Summary
Rebuild Docker images per-build rather than use the pinned Docker Hub images in the Jenkinsfile.
Guide
Note: This is a spin off discussion from https://discuss.tvm.apache.org/t/rfc-a-proposed-update-to-the-docker-images-ci-tag-pattern/12034/2
We currently run various stages in Jenkins largely through stage-specific Docker images, such as ci_cpu
for CPU jobs, ci_gpu
for GPU, etc. These images are uploaded manually to the tlcpack Docker Hub account after a lengthy update process (example).
Instead, we could build Docker images on each job (i.e. every commit to a PR branch or main
). This immediately removes the need for the manual update process to Docker Hub. However in the simplest set up this would add significant runtime to CI jobs (30-ish minutes). Using Docker caching and automated updates should help avoid this overhead except in cases where it is actually needed (i.e. during infrequent Docker images changes).

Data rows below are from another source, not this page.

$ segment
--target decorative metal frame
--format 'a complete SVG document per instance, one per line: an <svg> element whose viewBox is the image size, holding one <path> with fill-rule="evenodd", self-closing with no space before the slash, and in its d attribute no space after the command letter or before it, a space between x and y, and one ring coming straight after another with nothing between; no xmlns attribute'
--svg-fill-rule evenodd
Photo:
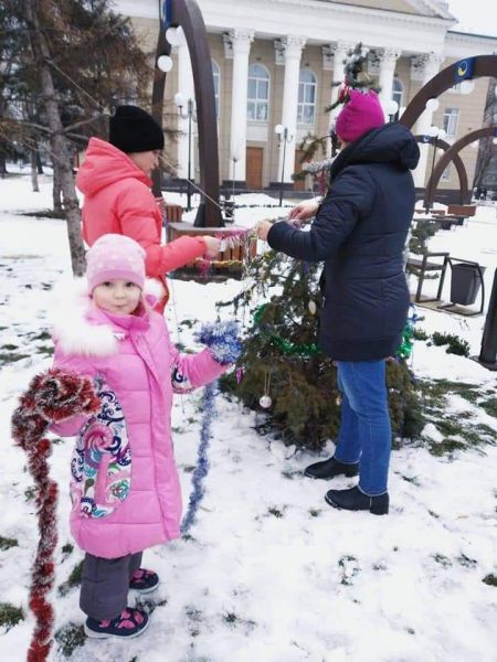
<svg viewBox="0 0 497 662"><path fill-rule="evenodd" d="M468 62L470 62L470 67L467 67ZM497 77L497 55L476 55L475 57L454 62L454 64L442 70L420 89L405 108L400 124L410 129L424 113L429 99L438 97L462 81L485 77Z"/></svg>
<svg viewBox="0 0 497 662"><path fill-rule="evenodd" d="M436 147L441 148L444 150L444 152L447 152L451 149L451 145L448 142L446 142L445 140L442 140L441 138L432 138L431 136L414 136L416 142L422 142L423 145L435 145L435 140L436 140ZM459 204L466 204L468 194L469 194L469 190L468 190L468 183L467 183L467 172L466 172L466 167L464 164L463 159L458 156L458 154L454 154L453 159L454 161L454 166L457 170L457 174L459 178ZM431 191L430 186L432 184L432 177L430 178L429 183L426 184L426 194L425 194L425 199L424 199L424 204L427 204L427 201L430 200L430 205L432 204L433 200L431 200L430 197L427 197L427 193L429 191ZM438 184L438 182L437 182ZM436 186L435 190L433 192L433 197L435 196L435 192L436 192Z"/></svg>
<svg viewBox="0 0 497 662"><path fill-rule="evenodd" d="M485 127L483 129L477 129L476 131L470 131L469 134L467 134L466 136L464 136L463 138L459 138L459 140L457 140L456 142L454 142L454 145L452 145L450 147L450 149L446 150L446 152L438 159L433 173L426 184L426 191L424 194L424 204L425 206L431 206L434 199L435 199L435 194L436 194L436 186L438 185L438 182L442 178L442 174L444 173L445 168L447 168L447 166L451 163L451 161L454 161L454 163L457 163L457 159L461 160L459 151L462 149L464 149L465 147L467 147L470 142L474 142L475 140L479 140L480 138L486 138L488 136L496 136L497 132L497 127ZM440 142L440 140L438 140ZM457 168L457 164L456 164ZM457 170L458 172L458 170ZM465 171L465 177L466 177L466 195L468 194L467 191L467 175L466 175L466 171ZM461 180L461 173L459 173L459 180ZM461 199L462 202L461 204L465 204L465 202L467 201L467 197L464 197L463 195L463 184L461 185Z"/></svg>
<svg viewBox="0 0 497 662"><path fill-rule="evenodd" d="M433 99L438 97L441 94L453 87L456 83L461 83L462 81L473 81L474 78L495 78L497 77L497 55L476 55L475 57L467 57L465 60L459 60L451 64L446 68L442 70L436 76L434 76L431 81L424 85L420 92L414 96L409 106L405 108L400 124L404 125L409 129L411 129L421 115L424 113L426 107L426 102L429 99ZM479 131L484 131L486 129L479 129ZM478 134L478 131L474 131L470 136ZM482 136L479 136L482 137ZM455 161L455 157L457 153L468 145L476 140L476 137L467 140L467 136L462 138L457 142L455 142L451 149L448 149L442 159L436 164L429 183L425 189L425 199L424 204L431 205L433 199L436 194L436 186L442 177L443 171L447 167L451 161L454 161L457 168L457 161ZM463 141L467 140L466 142ZM438 140L438 143L442 145L442 141ZM461 147L457 149L456 146L461 143ZM448 154L448 156L447 156ZM442 163L443 161L443 163ZM462 177L462 172L457 168L457 172L459 174L461 182L461 200L462 204L465 202L465 190L464 190L464 178L466 180L466 196L467 196L467 174L464 172ZM436 183L435 183L436 182Z"/></svg>
<svg viewBox="0 0 497 662"><path fill-rule="evenodd" d="M160 30L156 50L152 87L152 116L162 125L166 73L157 66L161 55L170 55L166 40L168 28L181 26L187 39L193 72L199 128L199 168L202 196L194 225L222 227L224 222L219 206L218 118L215 113L214 79L211 52L202 13L195 0L159 0ZM160 195L160 173L154 180L154 193Z"/></svg>

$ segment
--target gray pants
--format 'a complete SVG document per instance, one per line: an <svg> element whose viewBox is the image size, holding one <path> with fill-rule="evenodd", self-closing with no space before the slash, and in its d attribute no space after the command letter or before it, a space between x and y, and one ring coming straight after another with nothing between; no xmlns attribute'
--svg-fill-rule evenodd
<svg viewBox="0 0 497 662"><path fill-rule="evenodd" d="M128 604L129 579L140 567L141 552L119 558L99 558L86 554L80 607L91 618L112 620Z"/></svg>

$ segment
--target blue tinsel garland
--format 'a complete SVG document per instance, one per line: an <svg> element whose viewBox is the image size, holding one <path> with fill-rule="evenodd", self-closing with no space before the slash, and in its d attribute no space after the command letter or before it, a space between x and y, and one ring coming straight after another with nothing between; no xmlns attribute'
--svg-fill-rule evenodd
<svg viewBox="0 0 497 662"><path fill-rule="evenodd" d="M242 353L236 322L213 322L203 324L195 339L210 348L212 356L221 365L234 363Z"/></svg>
<svg viewBox="0 0 497 662"><path fill-rule="evenodd" d="M203 479L209 471L209 458L208 449L211 441L211 425L212 420L216 415L214 396L218 392L218 383L213 382L205 386L202 398L202 427L200 429L200 446L197 460L197 467L193 471L191 479L193 489L190 494L190 501L188 502L188 510L181 522L181 533L186 534L193 524L199 509L200 502L205 494L205 487Z"/></svg>
<svg viewBox="0 0 497 662"><path fill-rule="evenodd" d="M242 351L242 343L237 338L239 327L236 322L214 322L202 327L197 340L210 348L212 356L221 365L234 363ZM200 446L198 451L197 467L191 479L193 489L190 494L188 510L181 522L181 533L186 534L193 524L200 502L205 494L203 479L209 471L208 449L211 441L211 425L216 416L215 394L218 382L208 384L202 398L202 426L200 429Z"/></svg>

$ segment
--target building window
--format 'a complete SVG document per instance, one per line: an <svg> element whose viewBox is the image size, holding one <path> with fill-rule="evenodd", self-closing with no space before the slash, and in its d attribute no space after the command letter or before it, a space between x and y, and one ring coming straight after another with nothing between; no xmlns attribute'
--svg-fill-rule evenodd
<svg viewBox="0 0 497 662"><path fill-rule="evenodd" d="M262 64L248 67L246 114L248 121L267 121L269 117L269 72Z"/></svg>
<svg viewBox="0 0 497 662"><path fill-rule="evenodd" d="M447 134L447 138L455 138L457 136L457 122L459 119L458 108L445 108L444 110L444 130Z"/></svg>
<svg viewBox="0 0 497 662"><path fill-rule="evenodd" d="M310 70L300 70L298 81L297 124L313 125L316 119L316 76Z"/></svg>
<svg viewBox="0 0 497 662"><path fill-rule="evenodd" d="M402 108L404 100L404 87L399 78L393 78L392 99L398 103L399 110ZM399 110L396 111L395 120L399 119Z"/></svg>
<svg viewBox="0 0 497 662"><path fill-rule="evenodd" d="M212 60L212 77L214 78L214 96L215 96L215 117L219 119L219 99L221 89L221 72L219 64Z"/></svg>

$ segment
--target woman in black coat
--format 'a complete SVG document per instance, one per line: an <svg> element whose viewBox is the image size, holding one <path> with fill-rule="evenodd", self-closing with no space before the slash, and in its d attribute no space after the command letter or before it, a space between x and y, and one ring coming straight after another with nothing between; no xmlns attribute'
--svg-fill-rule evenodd
<svg viewBox="0 0 497 662"><path fill-rule="evenodd" d="M374 93L352 90L337 118L342 150L330 186L317 205L299 205L290 217L316 212L309 232L288 223L258 226L261 238L286 255L325 261L319 345L337 362L342 393L341 424L334 456L306 469L330 479L356 476L359 484L330 490L330 505L389 510L391 425L385 359L395 353L409 310L403 249L414 211L411 174L420 151L402 125L384 125Z"/></svg>

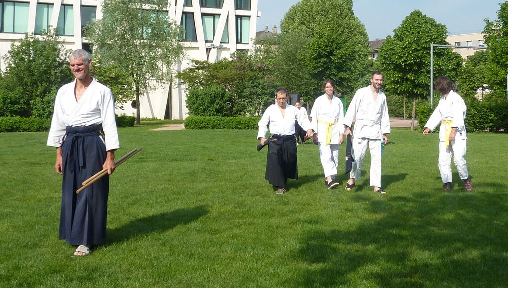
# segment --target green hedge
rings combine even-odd
[[[437,106],[437,103],[434,105]],[[428,104],[418,107],[420,131],[425,129],[424,125],[433,110]],[[465,122],[468,132],[508,132],[508,103],[504,101],[474,101],[469,103],[466,111]]]
[[[124,115],[116,116],[119,127],[134,126],[136,117]],[[0,117],[0,132],[27,132],[49,131],[51,126],[50,118]]]
[[[261,117],[189,116],[183,122],[186,129],[258,129]]]

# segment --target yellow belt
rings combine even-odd
[[[446,147],[448,148],[450,146],[450,134],[452,133],[452,123],[453,123],[453,120],[443,120],[441,122],[444,124],[444,142]]]
[[[324,120],[321,120],[321,119],[318,119],[318,122],[319,123],[322,123],[327,125],[326,127],[326,145],[330,145],[330,142],[332,141],[332,126],[337,124],[337,121],[336,121],[333,123],[331,123],[325,121]]]

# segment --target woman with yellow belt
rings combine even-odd
[[[339,145],[344,134],[344,108],[335,97],[335,83],[328,79],[323,83],[325,93],[314,102],[310,111],[314,139],[319,146],[320,158],[325,173],[325,185],[332,189],[340,185],[335,181],[338,164]]]
[[[436,90],[442,94],[439,104],[425,124],[423,135],[427,135],[439,122],[439,156],[438,166],[443,190],[449,191],[452,186],[452,153],[459,177],[464,180],[466,191],[472,190],[466,163],[466,129],[464,119],[466,104],[460,95],[453,91],[450,78],[440,76],[434,82]]]

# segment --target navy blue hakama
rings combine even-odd
[[[298,179],[296,137],[276,134],[271,137],[277,141],[268,145],[265,178],[272,185],[285,188],[288,179]]]
[[[63,180],[59,238],[71,245],[90,246],[106,238],[109,177],[76,194],[81,183],[102,170],[106,146],[101,125],[66,127],[62,147]]]

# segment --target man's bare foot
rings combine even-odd
[[[76,248],[76,251],[74,251],[74,256],[86,256],[91,252],[92,250],[88,247],[84,245],[80,245]]]

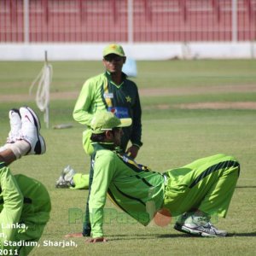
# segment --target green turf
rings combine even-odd
[[[79,91],[84,80],[102,70],[96,61],[53,62],[51,91]],[[41,62],[0,62],[0,95],[27,94],[29,85],[42,67]],[[256,102],[255,91],[219,91],[219,86],[256,87],[255,61],[138,61],[140,88],[187,88],[183,95],[142,96],[143,141],[137,161],[153,170],[163,172],[185,165],[197,158],[224,153],[241,162],[241,177],[225,219],[215,224],[231,236],[224,239],[190,237],[167,227],[143,227],[116,218],[105,224],[105,244],[87,244],[84,239],[73,239],[77,247],[44,247],[44,241],[67,241],[64,235],[81,230],[81,218],[72,223],[71,212],[84,212],[86,190],[55,189],[55,181],[67,165],[88,172],[90,160],[84,155],[81,137],[83,125],[73,120],[75,99],[50,102],[50,127],[70,123],[73,128],[45,128],[43,114],[42,134],[47,153],[42,156],[24,157],[11,166],[14,173],[22,172],[43,182],[52,200],[51,218],[40,240],[41,246],[31,255],[253,255],[256,251],[256,110],[253,109],[180,109],[175,104],[195,102]],[[213,93],[193,94],[198,86],[216,87]],[[190,92],[190,93],[189,93]],[[159,105],[167,105],[160,108]],[[8,111],[12,107],[34,102],[0,102],[0,143],[9,131]],[[37,108],[36,108],[37,109]],[[38,110],[38,109],[37,109]],[[113,207],[109,201],[107,208]]]

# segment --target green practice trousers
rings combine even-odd
[[[49,218],[51,206],[48,191],[35,179],[21,174],[12,175],[3,164],[0,164],[0,247],[12,250],[10,255],[15,255],[16,251],[20,256],[28,255]],[[18,245],[19,241],[26,244]]]
[[[224,154],[202,158],[181,168],[166,171],[163,207],[172,216],[200,210],[224,218],[239,172],[237,160]]]

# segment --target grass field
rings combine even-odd
[[[51,218],[31,255],[255,255],[256,251],[256,61],[138,61],[138,85],[143,107],[143,147],[137,162],[163,172],[217,153],[236,156],[241,177],[225,219],[215,224],[229,230],[224,239],[197,238],[167,227],[143,227],[116,218],[105,224],[108,243],[88,244],[72,239],[75,247],[44,247],[44,241],[70,241],[66,234],[79,232],[82,217],[73,223],[71,212],[84,212],[86,190],[57,189],[55,179],[67,165],[88,172],[81,135],[84,128],[72,117],[84,81],[102,71],[100,61],[53,62],[50,127],[42,134],[47,153],[24,157],[11,166],[44,183],[52,201]],[[8,112],[29,105],[38,110],[28,89],[41,62],[0,62],[0,143],[9,132]],[[109,201],[107,207],[114,207]]]

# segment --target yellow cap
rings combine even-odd
[[[122,57],[125,56],[123,47],[119,44],[109,44],[106,46],[103,49],[103,57],[111,54],[117,55]]]

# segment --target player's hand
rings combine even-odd
[[[90,238],[86,242],[106,242],[108,240],[104,237]]]
[[[127,149],[126,154],[135,159],[137,155],[138,150],[138,147],[132,145]]]

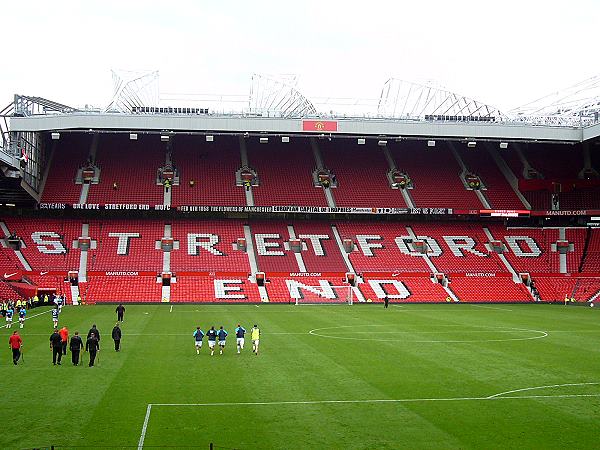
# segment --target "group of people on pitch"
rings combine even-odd
[[[223,354],[225,350],[225,344],[227,341],[227,336],[229,333],[223,329],[223,326],[219,327],[218,330],[215,330],[215,327],[210,327],[206,333],[200,329],[200,327],[196,327],[196,330],[193,333],[194,342],[196,346],[196,354],[200,354],[200,349],[202,348],[202,340],[204,336],[206,336],[208,341],[208,348],[210,349],[210,356],[215,354],[215,346],[217,341],[219,342],[219,355]],[[258,344],[260,341],[260,329],[258,325],[254,324],[254,327],[250,330],[250,337],[252,339],[252,352],[258,356]],[[246,329],[241,326],[239,323],[235,328],[235,338],[237,344],[237,352],[240,354],[244,349],[244,342],[246,338]]]

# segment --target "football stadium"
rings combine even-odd
[[[598,448],[600,77],[158,77],[0,105],[0,448]]]

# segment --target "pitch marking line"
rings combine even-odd
[[[153,406],[191,406],[191,407],[210,407],[210,406],[280,406],[280,405],[343,405],[343,404],[365,404],[365,403],[425,403],[425,402],[460,402],[460,401],[494,401],[494,400],[524,400],[524,399],[555,399],[555,398],[585,398],[600,397],[598,394],[558,394],[558,395],[506,395],[517,392],[533,391],[536,389],[557,388],[564,386],[590,386],[599,385],[600,382],[589,383],[565,383],[551,384],[547,386],[533,386],[523,389],[514,389],[511,391],[500,392],[487,397],[448,397],[448,398],[401,398],[401,399],[372,399],[372,400],[308,400],[308,401],[275,401],[275,402],[218,402],[218,403],[148,403],[146,406],[146,416],[142,425],[142,432],[138,441],[138,450],[144,448],[144,440],[148,431],[148,422]]]

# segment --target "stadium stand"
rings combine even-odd
[[[172,188],[172,206],[246,204],[244,191],[235,182],[240,168],[236,137],[218,136],[206,142],[204,136],[177,136],[172,154],[179,173],[179,185]]]
[[[157,171],[165,165],[165,146],[156,135],[101,135],[96,155],[100,183],[90,185],[87,203],[163,204]],[[115,188],[116,187],[116,188]]]
[[[400,191],[389,185],[390,168],[377,142],[340,141],[318,141],[325,167],[337,178],[332,188],[336,206],[406,208]]]
[[[255,205],[327,206],[323,188],[314,186],[316,163],[308,139],[273,139],[268,144],[247,139],[246,148],[250,167],[260,179],[252,188]]]
[[[410,193],[415,206],[483,208],[475,193],[463,185],[460,166],[444,143],[426,147],[421,141],[402,141],[392,149],[396,167],[408,173],[414,183]]]
[[[75,177],[77,169],[87,160],[92,136],[83,133],[63,133],[61,139],[55,142],[42,201],[79,203],[81,184],[75,184]]]
[[[460,148],[458,152],[465,166],[481,178],[486,187],[484,195],[492,208],[523,209],[523,203],[487,151]]]

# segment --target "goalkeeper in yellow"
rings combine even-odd
[[[258,325],[254,324],[250,330],[250,338],[252,339],[252,351],[258,356],[258,343],[260,340],[260,329],[258,328]]]

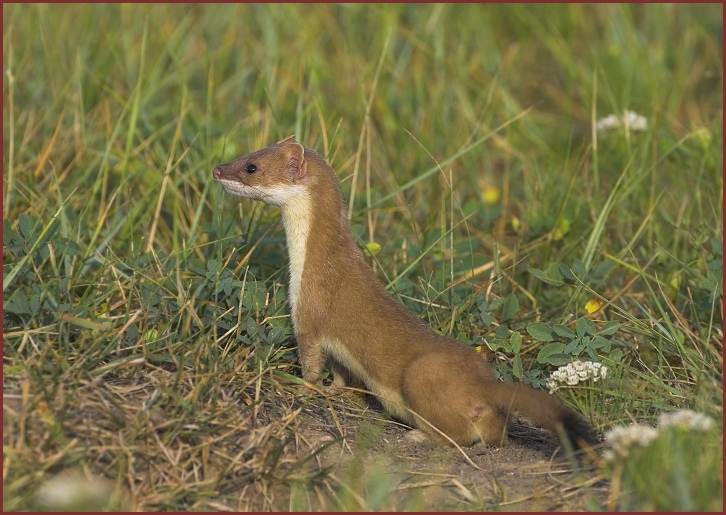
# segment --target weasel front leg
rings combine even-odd
[[[298,334],[297,346],[303,379],[314,385],[322,384],[323,365],[325,364],[323,346],[319,341],[306,334]]]

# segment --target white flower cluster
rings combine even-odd
[[[614,427],[605,433],[605,441],[610,449],[603,453],[603,458],[613,461],[616,456],[627,456],[631,447],[648,447],[657,436],[657,429],[643,424]]]
[[[684,409],[671,413],[661,413],[658,417],[658,428],[681,427],[693,431],[708,431],[715,424],[714,420],[703,413]]]
[[[595,125],[598,132],[616,129],[621,125],[628,127],[631,131],[644,131],[648,129],[648,119],[633,111],[625,111],[623,116],[611,114],[601,118]]]
[[[605,433],[605,441],[610,449],[603,453],[603,458],[606,461],[613,461],[617,456],[627,456],[634,445],[648,447],[662,430],[669,427],[708,431],[714,424],[714,420],[708,415],[686,409],[662,413],[658,417],[658,429],[643,424],[617,426]]]
[[[552,372],[552,375],[545,385],[549,388],[550,393],[552,393],[560,388],[560,385],[575,386],[577,383],[587,381],[588,379],[597,382],[598,379],[605,379],[607,375],[608,367],[602,363],[576,359],[569,365],[560,367]]]

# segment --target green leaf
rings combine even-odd
[[[68,238],[59,237],[53,240],[53,247],[59,254],[65,254],[67,256],[80,256],[82,251],[81,247]]]
[[[564,352],[565,354],[570,354],[573,356],[577,356],[580,351],[582,351],[582,342],[579,338],[575,338],[574,340],[571,340],[570,343],[568,343],[565,346]]]
[[[481,318],[481,321],[484,322],[484,325],[487,327],[491,326],[492,322],[494,322],[492,316],[486,311],[479,312],[479,317]]]
[[[507,298],[504,299],[504,305],[502,306],[502,319],[510,320],[519,311],[519,301],[514,294],[510,293]]]
[[[616,332],[618,332],[618,329],[620,329],[620,322],[618,322],[617,320],[611,320],[610,322],[602,326],[597,334],[601,336],[610,336],[611,334],[615,334]]]
[[[539,363],[549,363],[551,365],[556,365],[557,363],[553,362],[552,360],[561,360],[561,358],[557,356],[565,356],[566,360],[564,363],[562,363],[563,365],[565,365],[570,362],[572,357],[568,356],[567,354],[563,354],[564,349],[565,346],[560,342],[554,342],[545,345],[540,349],[539,353],[537,354],[537,361]]]
[[[507,338],[509,338],[509,329],[506,325],[500,325],[499,327],[497,327],[497,330],[494,331],[494,334],[497,336],[497,338],[506,340]]]
[[[20,234],[22,234],[26,240],[30,239],[30,233],[33,230],[34,225],[35,223],[30,216],[25,213],[20,213],[20,216],[18,216],[18,229],[20,229]]]
[[[586,334],[589,334],[591,336],[595,336],[597,333],[597,326],[595,326],[595,322],[590,320],[587,317],[581,317],[577,321],[577,336],[582,338]]]
[[[15,290],[9,298],[3,299],[3,311],[16,315],[30,315],[28,296],[22,290]]]
[[[568,327],[565,327],[562,324],[555,324],[554,326],[552,326],[552,328],[555,330],[557,336],[562,336],[563,338],[567,338],[568,340],[577,338],[577,335],[574,333],[574,331],[572,331]]]
[[[540,281],[553,286],[562,286],[565,284],[561,279],[550,277],[544,270],[540,270],[539,268],[528,268],[527,272],[535,276]]]
[[[552,327],[544,322],[532,322],[527,325],[527,332],[530,336],[540,342],[554,341],[555,339],[552,336],[553,331]]]
[[[512,373],[517,379],[522,379],[524,367],[522,366],[522,358],[519,357],[519,354],[514,356],[514,359],[512,360]]]
[[[509,337],[509,343],[512,345],[512,352],[519,354],[519,351],[522,350],[522,335],[519,334],[519,331],[512,333],[512,336]]]

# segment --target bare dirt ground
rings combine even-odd
[[[250,509],[588,511],[607,503],[602,476],[568,460],[545,431],[515,423],[504,446],[440,447],[412,438],[375,401],[342,397],[312,401],[295,420],[299,452],[324,448],[305,475],[328,470],[336,491],[279,485]]]
[[[175,377],[128,370],[53,388],[5,378],[4,487],[18,499],[13,506],[37,506],[34,492],[71,469],[105,481],[124,510],[583,511],[607,504],[609,485],[595,467],[568,460],[553,436],[521,424],[502,447],[459,450],[412,438],[374,400],[350,392],[301,393],[299,385],[265,387],[252,378],[191,405],[182,400],[192,398],[199,378]],[[230,375],[220,383],[238,381]]]

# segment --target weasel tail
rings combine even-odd
[[[280,207],[306,381],[322,384],[329,363],[334,385],[366,388],[393,416],[443,444],[501,444],[510,413],[575,447],[597,442],[562,402],[499,382],[481,354],[436,333],[388,293],[353,238],[335,172],[294,136],[212,173],[229,193]]]

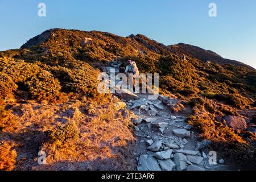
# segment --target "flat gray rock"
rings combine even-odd
[[[174,163],[176,166],[177,171],[184,171],[187,169],[187,157],[185,155],[177,153],[174,154]]]
[[[179,147],[178,145],[173,144],[172,143],[164,143],[164,144],[166,146],[170,148],[174,148],[174,149],[179,149],[180,148],[180,147]]]
[[[197,164],[200,164],[204,160],[203,158],[198,156],[188,155],[187,158],[191,162]]]
[[[162,104],[154,104],[154,106],[160,110],[163,110],[164,109],[164,107]]]
[[[153,123],[154,126],[160,128],[160,129],[165,129],[166,127],[167,127],[167,126],[169,125],[169,123],[166,123],[166,122],[160,122],[160,123]]]
[[[168,150],[166,151],[163,151],[161,152],[158,152],[155,153],[154,156],[161,160],[169,159],[171,159],[171,155],[172,155],[172,150]]]
[[[194,150],[177,150],[174,151],[174,153],[181,153],[186,155],[196,155],[199,152]]]
[[[139,125],[142,122],[142,118],[138,118],[137,119],[134,120],[133,122],[133,123],[134,124]]]
[[[157,160],[151,155],[142,155],[137,166],[138,171],[161,171]]]
[[[175,167],[175,164],[171,159],[158,160],[162,171],[172,171]]]
[[[204,149],[209,147],[212,144],[212,141],[209,140],[204,140],[201,142],[199,142],[196,144],[196,150],[200,151],[201,149]]]
[[[150,114],[151,116],[156,116],[158,113],[158,111],[156,110],[150,110],[148,111],[148,114]]]
[[[196,166],[196,165],[190,165],[188,166],[188,168],[187,168],[187,171],[205,171],[205,169]]]
[[[147,148],[147,150],[153,152],[157,152],[162,146],[162,141],[158,140],[154,142],[152,144]]]
[[[148,140],[146,142],[146,143],[148,145],[148,146],[151,146],[151,144],[152,144],[154,143],[154,141],[151,140]]]
[[[141,109],[146,110],[146,111],[149,110],[149,107],[148,106],[146,106],[146,105],[142,105],[141,106],[141,107],[139,107]]]
[[[147,102],[145,99],[140,100],[135,102],[133,106],[131,106],[131,109],[139,108],[143,105],[147,105]]]
[[[148,118],[144,119],[147,123],[153,123],[157,121],[156,118]]]
[[[190,131],[185,129],[175,129],[173,130],[172,132],[175,135],[180,138],[189,137],[191,135]]]

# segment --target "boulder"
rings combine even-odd
[[[142,155],[137,166],[138,171],[161,171],[157,160],[151,155]]]
[[[196,150],[200,151],[200,150],[209,147],[212,144],[212,141],[209,140],[204,140],[196,144]]]
[[[191,135],[190,131],[186,129],[175,129],[173,130],[172,132],[175,135],[180,138],[189,137]]]
[[[162,134],[164,133],[164,129],[159,129],[160,132],[161,132]]]
[[[168,159],[171,158],[171,155],[172,155],[172,150],[168,150],[166,151],[163,151],[161,152],[158,152],[155,153],[154,156],[161,160]]]
[[[154,142],[152,144],[147,148],[147,150],[153,152],[157,152],[162,146],[162,141],[158,140]]]
[[[187,167],[187,157],[181,153],[174,154],[174,161],[176,166],[177,171],[184,171]]]
[[[175,167],[175,164],[171,159],[158,160],[162,171],[172,171]]]
[[[244,130],[247,128],[245,119],[240,116],[227,115],[224,117],[228,126],[237,130]]]

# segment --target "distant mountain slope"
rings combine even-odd
[[[185,54],[204,61],[210,61],[220,64],[233,64],[240,65],[251,70],[255,70],[253,67],[241,62],[225,59],[212,51],[207,51],[197,46],[179,43],[176,45],[167,46],[170,51],[176,55]]]

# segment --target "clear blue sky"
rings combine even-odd
[[[46,5],[46,17],[38,5]],[[217,5],[217,16],[208,15]],[[141,34],[210,49],[256,68],[255,0],[0,0],[0,50],[53,28]]]

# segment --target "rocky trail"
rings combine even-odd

The process would look like:
-
Author sends commit, Jenkins runs lint and kicks off jobs per execution environment (e.g. ARM, CPU, GPU)
-
In each environment,
docker pull
the relevant base image from the tlcpack Docker Hub to populate the build cache -
Run
docker build
for the relevant image using the code from the commit -
Pack the Docker image as a
.tgz
for use in later stages -
Run the rest of the build using the saved image
-
If run on
main
and the Docker image changed, upload the new version to tlcpack automatically
We are able to automatically update main
since changes will not need to go through ci-docker-staging
since they can be run as normal PR tests and the Docker images will be re-build and used in the PR.
Drawbacks
This requires experimentation to ensure it can be implemented with low overhead. The Docker images for CPU and GPU environments are large (around 25 GB) and sending this data around may have an impact on runtime.